Ulcerative colitis is a chronic, or long-lasting, disease that causes inflammation and ulcers on the inner lining of the large intestine. Dr. Jerman, can you tell us more about ulcerative colitis?
Definitely, Major Spencer. Ulcerative colitis belongs to a group of diseases called inflammatory bowel diseases, or IBD. This is a disease where the patient's immune system inappropriately attacks the colon, or large intestine, causing inflammation. The inflammation starts in the rectum, and can extend all the way to where the colon starts. It can get worse over time, especially if left untreated.
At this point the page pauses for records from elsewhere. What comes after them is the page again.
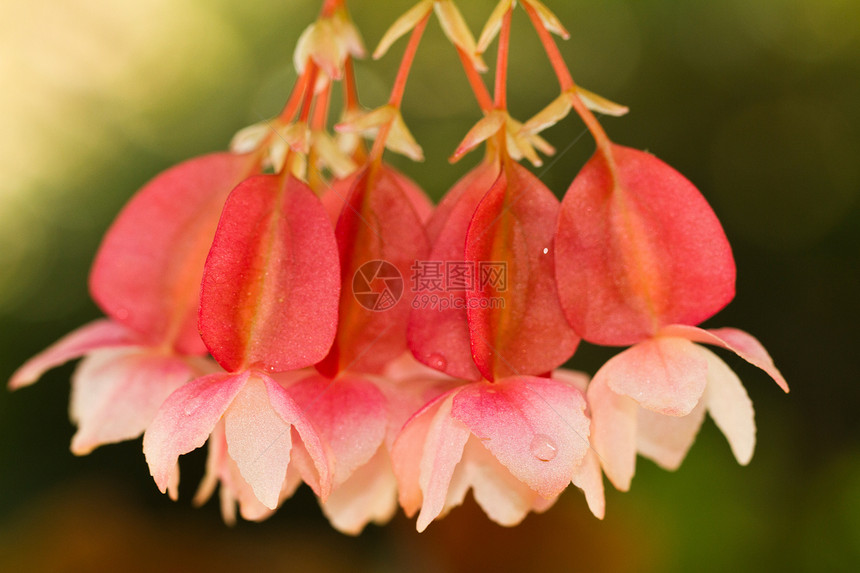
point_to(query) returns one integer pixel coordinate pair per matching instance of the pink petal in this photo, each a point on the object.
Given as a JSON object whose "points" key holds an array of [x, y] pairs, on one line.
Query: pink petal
{"points": [[730, 407], [424, 457], [92, 336], [638, 248], [664, 374], [613, 437], [505, 499], [380, 236], [516, 325], [185, 420], [350, 415], [147, 272], [439, 336], [116, 393], [369, 495], [270, 285], [259, 441], [234, 489], [536, 427], [741, 343], [666, 439], [442, 450], [589, 479]]}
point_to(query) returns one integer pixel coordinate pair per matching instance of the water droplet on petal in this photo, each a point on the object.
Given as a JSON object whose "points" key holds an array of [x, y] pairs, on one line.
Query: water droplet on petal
{"points": [[437, 361], [543, 447]]}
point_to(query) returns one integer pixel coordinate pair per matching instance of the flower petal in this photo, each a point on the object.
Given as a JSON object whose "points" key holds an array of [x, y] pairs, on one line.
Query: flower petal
{"points": [[309, 450], [439, 335], [369, 495], [664, 374], [271, 282], [148, 269], [380, 236], [95, 335], [536, 427], [741, 343], [613, 438], [638, 248], [424, 457], [349, 414], [666, 439], [505, 499], [730, 407], [116, 393], [185, 420], [515, 320]]}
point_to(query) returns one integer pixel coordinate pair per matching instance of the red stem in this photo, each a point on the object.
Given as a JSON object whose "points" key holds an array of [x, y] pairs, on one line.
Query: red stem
{"points": [[566, 83], [501, 92]]}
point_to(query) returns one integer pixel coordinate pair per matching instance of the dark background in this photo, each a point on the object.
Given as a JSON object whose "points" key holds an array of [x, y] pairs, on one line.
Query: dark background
{"points": [[755, 102]]}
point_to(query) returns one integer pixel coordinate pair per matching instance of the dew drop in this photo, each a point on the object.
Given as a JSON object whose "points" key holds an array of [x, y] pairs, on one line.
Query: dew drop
{"points": [[543, 447], [437, 361]]}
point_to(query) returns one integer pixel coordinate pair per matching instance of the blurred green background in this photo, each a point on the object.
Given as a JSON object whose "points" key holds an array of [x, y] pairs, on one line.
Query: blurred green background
{"points": [[755, 101]]}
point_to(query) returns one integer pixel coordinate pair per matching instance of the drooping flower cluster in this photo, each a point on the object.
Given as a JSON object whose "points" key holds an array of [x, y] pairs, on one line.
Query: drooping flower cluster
{"points": [[257, 302]]}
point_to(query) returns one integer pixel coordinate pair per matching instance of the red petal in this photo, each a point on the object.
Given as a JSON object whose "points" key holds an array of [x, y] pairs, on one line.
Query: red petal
{"points": [[147, 272], [380, 228], [350, 416], [516, 325], [93, 336], [270, 285], [439, 337], [638, 248]]}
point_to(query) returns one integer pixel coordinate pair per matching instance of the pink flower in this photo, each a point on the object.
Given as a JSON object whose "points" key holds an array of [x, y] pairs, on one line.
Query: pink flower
{"points": [[268, 304], [652, 398], [516, 442]]}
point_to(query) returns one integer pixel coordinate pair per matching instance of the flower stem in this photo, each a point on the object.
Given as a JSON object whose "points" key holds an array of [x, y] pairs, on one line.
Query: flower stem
{"points": [[399, 88], [566, 83]]}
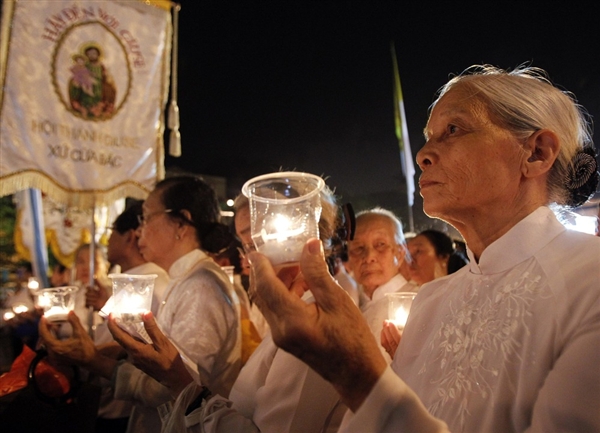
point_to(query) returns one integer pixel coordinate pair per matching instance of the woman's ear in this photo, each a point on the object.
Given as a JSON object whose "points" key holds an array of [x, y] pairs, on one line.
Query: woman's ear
{"points": [[400, 254], [542, 149]]}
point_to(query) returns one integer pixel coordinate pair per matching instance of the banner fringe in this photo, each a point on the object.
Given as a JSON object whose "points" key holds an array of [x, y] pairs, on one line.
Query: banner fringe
{"points": [[82, 199]]}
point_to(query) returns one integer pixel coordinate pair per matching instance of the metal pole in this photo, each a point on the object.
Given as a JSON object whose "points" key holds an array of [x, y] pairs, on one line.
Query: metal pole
{"points": [[91, 285]]}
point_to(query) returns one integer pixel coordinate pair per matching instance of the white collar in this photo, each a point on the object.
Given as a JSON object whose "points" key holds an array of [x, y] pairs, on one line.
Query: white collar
{"points": [[391, 286], [521, 242]]}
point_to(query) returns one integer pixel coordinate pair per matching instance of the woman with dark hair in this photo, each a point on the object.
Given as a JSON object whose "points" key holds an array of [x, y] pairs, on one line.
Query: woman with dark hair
{"points": [[199, 312], [433, 256]]}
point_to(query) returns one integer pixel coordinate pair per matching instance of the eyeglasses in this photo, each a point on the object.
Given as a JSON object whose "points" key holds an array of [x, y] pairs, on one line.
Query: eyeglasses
{"points": [[145, 219], [246, 249]]}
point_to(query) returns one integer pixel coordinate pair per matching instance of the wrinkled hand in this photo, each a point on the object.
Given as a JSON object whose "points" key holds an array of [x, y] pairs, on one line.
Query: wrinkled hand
{"points": [[330, 335], [79, 349], [390, 337], [160, 360], [97, 296]]}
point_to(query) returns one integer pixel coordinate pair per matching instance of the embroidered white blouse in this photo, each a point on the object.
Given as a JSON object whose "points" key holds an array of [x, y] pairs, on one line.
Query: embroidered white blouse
{"points": [[509, 344], [200, 314]]}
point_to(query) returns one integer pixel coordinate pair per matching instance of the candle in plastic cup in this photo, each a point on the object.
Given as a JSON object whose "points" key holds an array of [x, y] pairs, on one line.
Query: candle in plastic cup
{"points": [[132, 296], [285, 208], [399, 304], [57, 302]]}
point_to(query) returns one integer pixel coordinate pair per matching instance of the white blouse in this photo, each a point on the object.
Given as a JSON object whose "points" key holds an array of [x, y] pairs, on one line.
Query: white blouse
{"points": [[509, 344]]}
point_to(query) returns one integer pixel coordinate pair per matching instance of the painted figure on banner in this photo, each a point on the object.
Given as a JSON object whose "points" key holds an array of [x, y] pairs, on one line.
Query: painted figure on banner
{"points": [[92, 91]]}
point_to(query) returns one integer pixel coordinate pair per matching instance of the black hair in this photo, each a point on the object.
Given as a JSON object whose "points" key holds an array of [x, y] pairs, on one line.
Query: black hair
{"points": [[192, 193], [128, 219]]}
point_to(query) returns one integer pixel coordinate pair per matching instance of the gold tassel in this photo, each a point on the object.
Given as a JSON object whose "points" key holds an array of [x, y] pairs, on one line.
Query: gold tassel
{"points": [[175, 143], [173, 115]]}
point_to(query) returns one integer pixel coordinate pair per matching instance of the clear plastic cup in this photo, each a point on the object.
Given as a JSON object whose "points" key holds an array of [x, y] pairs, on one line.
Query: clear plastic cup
{"points": [[132, 296], [56, 302], [285, 208]]}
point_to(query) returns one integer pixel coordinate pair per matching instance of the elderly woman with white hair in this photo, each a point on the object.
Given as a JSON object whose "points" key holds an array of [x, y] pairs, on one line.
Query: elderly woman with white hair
{"points": [[510, 342]]}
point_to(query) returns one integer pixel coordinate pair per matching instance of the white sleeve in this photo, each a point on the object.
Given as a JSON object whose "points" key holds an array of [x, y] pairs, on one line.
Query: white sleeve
{"points": [[213, 416], [391, 407], [132, 384], [294, 398]]}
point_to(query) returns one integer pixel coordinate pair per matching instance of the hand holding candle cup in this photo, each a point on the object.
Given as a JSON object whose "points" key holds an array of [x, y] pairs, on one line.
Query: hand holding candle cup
{"points": [[132, 298], [285, 209], [57, 302]]}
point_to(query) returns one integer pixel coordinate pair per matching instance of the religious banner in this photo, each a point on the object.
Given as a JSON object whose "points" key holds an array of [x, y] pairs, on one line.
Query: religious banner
{"points": [[82, 97], [66, 229]]}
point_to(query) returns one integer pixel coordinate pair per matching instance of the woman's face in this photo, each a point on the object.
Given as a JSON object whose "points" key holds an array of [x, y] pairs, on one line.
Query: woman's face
{"points": [[426, 265], [157, 232], [375, 257], [471, 167]]}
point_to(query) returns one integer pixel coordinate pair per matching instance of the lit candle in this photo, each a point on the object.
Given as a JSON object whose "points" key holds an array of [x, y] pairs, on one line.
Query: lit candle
{"points": [[57, 302], [33, 284], [399, 307], [132, 305], [284, 243], [400, 317], [132, 296], [285, 208]]}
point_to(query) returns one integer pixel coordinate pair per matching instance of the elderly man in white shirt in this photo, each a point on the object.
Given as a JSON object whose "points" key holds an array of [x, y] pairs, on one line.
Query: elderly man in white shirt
{"points": [[376, 254]]}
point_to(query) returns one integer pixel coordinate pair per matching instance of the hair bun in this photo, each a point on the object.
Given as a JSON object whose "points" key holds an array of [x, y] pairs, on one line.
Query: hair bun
{"points": [[582, 177]]}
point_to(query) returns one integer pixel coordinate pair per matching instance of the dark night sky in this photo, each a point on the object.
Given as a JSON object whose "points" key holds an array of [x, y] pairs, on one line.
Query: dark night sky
{"points": [[308, 85]]}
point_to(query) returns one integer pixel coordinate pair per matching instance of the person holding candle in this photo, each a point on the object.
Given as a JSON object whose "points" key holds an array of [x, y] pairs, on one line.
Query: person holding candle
{"points": [[510, 344], [123, 251], [274, 392], [375, 255], [433, 256], [199, 311]]}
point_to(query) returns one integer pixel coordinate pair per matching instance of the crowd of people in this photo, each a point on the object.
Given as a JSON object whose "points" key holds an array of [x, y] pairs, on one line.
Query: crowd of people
{"points": [[502, 336]]}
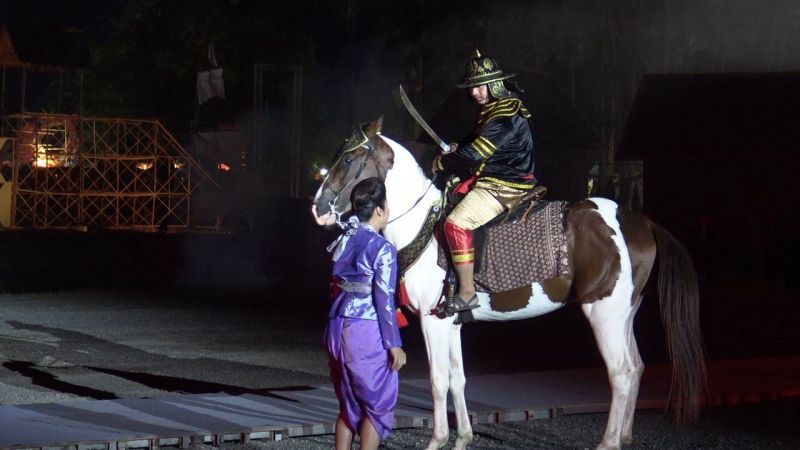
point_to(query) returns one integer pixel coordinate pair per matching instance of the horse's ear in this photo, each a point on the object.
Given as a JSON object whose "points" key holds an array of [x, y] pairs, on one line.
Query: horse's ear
{"points": [[375, 127]]}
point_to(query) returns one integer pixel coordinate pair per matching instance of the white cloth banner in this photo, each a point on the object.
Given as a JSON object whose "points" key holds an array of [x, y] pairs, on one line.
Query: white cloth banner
{"points": [[210, 85]]}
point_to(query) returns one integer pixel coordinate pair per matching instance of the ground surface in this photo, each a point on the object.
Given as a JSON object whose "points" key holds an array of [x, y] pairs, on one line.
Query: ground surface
{"points": [[86, 344]]}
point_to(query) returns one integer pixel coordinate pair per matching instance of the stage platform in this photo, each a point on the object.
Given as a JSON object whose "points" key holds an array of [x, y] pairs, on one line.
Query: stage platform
{"points": [[182, 420]]}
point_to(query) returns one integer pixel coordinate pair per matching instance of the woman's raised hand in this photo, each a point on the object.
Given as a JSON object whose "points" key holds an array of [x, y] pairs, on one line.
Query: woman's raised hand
{"points": [[327, 219], [398, 358]]}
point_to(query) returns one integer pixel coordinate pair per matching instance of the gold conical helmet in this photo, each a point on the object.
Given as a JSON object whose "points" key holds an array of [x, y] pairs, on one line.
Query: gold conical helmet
{"points": [[482, 70]]}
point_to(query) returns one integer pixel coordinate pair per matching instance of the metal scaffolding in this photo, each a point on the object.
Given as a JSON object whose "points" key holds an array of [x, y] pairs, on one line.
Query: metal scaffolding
{"points": [[69, 171]]}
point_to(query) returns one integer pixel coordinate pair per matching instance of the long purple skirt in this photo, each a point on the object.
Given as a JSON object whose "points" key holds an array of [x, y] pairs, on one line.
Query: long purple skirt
{"points": [[361, 371]]}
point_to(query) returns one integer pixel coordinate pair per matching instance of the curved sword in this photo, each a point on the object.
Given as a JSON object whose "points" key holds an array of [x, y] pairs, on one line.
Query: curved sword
{"points": [[413, 111]]}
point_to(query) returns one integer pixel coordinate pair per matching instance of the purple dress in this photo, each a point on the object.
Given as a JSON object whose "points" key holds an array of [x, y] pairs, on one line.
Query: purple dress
{"points": [[362, 326]]}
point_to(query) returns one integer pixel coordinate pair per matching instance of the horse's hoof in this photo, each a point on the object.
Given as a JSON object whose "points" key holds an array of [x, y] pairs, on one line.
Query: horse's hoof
{"points": [[436, 444], [608, 447], [462, 442]]}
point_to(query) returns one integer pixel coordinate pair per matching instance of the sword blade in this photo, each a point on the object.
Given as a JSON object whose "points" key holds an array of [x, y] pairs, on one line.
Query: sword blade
{"points": [[418, 118]]}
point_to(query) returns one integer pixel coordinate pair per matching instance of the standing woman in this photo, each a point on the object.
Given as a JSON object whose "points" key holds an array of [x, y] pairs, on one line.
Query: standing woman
{"points": [[362, 338]]}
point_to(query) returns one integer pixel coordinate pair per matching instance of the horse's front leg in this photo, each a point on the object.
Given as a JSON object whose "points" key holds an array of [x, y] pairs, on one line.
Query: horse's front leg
{"points": [[457, 384], [437, 343]]}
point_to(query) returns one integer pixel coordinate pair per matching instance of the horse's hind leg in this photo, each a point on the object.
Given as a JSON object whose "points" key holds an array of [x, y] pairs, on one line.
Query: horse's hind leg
{"points": [[636, 359], [437, 343], [457, 383], [610, 318]]}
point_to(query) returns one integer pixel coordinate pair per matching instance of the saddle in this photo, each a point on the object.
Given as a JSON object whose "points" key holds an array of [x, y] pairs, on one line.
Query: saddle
{"points": [[533, 224]]}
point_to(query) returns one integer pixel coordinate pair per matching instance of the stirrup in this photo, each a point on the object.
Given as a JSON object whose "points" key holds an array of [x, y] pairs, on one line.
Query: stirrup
{"points": [[460, 304]]}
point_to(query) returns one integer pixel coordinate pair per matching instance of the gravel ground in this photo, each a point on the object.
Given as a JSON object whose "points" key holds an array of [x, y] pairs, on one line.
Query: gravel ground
{"points": [[223, 342], [763, 426]]}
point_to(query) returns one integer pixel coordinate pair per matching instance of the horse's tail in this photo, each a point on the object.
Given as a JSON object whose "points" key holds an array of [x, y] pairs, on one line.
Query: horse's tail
{"points": [[680, 313]]}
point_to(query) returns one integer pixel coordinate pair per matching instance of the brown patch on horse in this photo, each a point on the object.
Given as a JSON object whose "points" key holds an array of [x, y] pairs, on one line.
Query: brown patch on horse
{"points": [[557, 289], [641, 244], [373, 159], [593, 254], [512, 300]]}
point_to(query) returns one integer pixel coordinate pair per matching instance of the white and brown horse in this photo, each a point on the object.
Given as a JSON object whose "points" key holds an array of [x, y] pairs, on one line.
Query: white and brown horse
{"points": [[612, 252]]}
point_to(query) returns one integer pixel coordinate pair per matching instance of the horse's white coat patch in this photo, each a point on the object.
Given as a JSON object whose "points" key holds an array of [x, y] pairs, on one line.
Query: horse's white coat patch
{"points": [[538, 305]]}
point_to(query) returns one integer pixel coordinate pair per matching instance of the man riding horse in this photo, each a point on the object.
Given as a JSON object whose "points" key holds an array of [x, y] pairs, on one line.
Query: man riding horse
{"points": [[496, 164]]}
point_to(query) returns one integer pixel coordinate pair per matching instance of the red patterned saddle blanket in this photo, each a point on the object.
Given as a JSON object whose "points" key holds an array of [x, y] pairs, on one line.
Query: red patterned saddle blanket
{"points": [[517, 254]]}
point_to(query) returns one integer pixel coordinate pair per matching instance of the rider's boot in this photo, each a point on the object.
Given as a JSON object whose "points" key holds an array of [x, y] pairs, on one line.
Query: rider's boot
{"points": [[466, 298], [462, 251]]}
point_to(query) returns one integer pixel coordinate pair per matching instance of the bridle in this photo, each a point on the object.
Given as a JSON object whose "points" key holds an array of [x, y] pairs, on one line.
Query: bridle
{"points": [[367, 144], [370, 146]]}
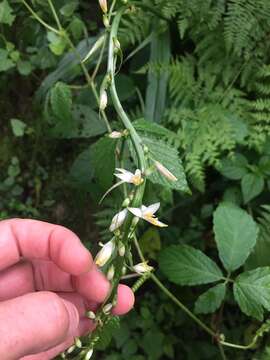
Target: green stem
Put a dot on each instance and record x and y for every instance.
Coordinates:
(173, 298)
(55, 15)
(38, 18)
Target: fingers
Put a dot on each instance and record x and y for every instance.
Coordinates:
(35, 322)
(125, 300)
(34, 239)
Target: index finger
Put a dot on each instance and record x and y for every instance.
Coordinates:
(33, 239)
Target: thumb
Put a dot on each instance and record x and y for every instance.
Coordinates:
(35, 322)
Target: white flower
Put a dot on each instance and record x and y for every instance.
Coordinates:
(89, 354)
(118, 220)
(103, 100)
(164, 171)
(147, 213)
(142, 268)
(115, 135)
(105, 253)
(103, 5)
(107, 308)
(129, 177)
(110, 273)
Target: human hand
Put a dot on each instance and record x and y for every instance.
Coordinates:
(47, 283)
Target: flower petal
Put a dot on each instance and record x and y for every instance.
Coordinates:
(118, 220)
(151, 209)
(136, 211)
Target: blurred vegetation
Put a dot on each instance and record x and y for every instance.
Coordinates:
(201, 69)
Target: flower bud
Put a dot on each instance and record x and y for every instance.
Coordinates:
(118, 220)
(121, 249)
(78, 342)
(107, 308)
(103, 100)
(115, 135)
(110, 273)
(142, 268)
(91, 315)
(117, 45)
(71, 349)
(105, 253)
(103, 5)
(89, 354)
(164, 171)
(106, 22)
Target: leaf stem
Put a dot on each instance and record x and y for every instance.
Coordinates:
(38, 18)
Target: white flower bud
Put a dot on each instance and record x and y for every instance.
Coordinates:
(117, 46)
(118, 220)
(121, 249)
(71, 349)
(107, 308)
(91, 315)
(103, 101)
(103, 5)
(115, 135)
(164, 171)
(142, 268)
(110, 273)
(105, 253)
(89, 354)
(78, 342)
(106, 22)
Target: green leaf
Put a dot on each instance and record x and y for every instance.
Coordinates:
(61, 102)
(106, 332)
(103, 161)
(81, 172)
(6, 16)
(185, 265)
(5, 62)
(157, 83)
(235, 168)
(68, 9)
(252, 185)
(24, 67)
(18, 127)
(167, 156)
(211, 300)
(235, 233)
(252, 292)
(57, 44)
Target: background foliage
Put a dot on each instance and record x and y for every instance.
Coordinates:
(199, 68)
Patients with ulcerative colitis can develop other complications, both in the colon and in other parts of the body. Potential complications include:
- Toxic megacolon
- Colon cancer
- A liver condition called primary sclerosing cholangitis
- Sores in the mouth
- Rashes on the skin
- Red, painful eyes, and
- Joint pain and inflammation
Toxic megacolon is a severe disease flare that results in the colon becoming very dilated, or large and expanded, and dysfunctional. This is a medical emergency, and can be complicated by infection and perforation, or rupture, of the colon. This may lead to surgery to remove the colon.
Primary sclerosing cholangitis, or PSC, is a disease of the liver where the immune system inappropriately attacks and damages the bile ducts. The bile ducts may even become blocked due to inflammation and scarring. This causes the bile to accumulate in the liver, which can eventually lead to liver failure.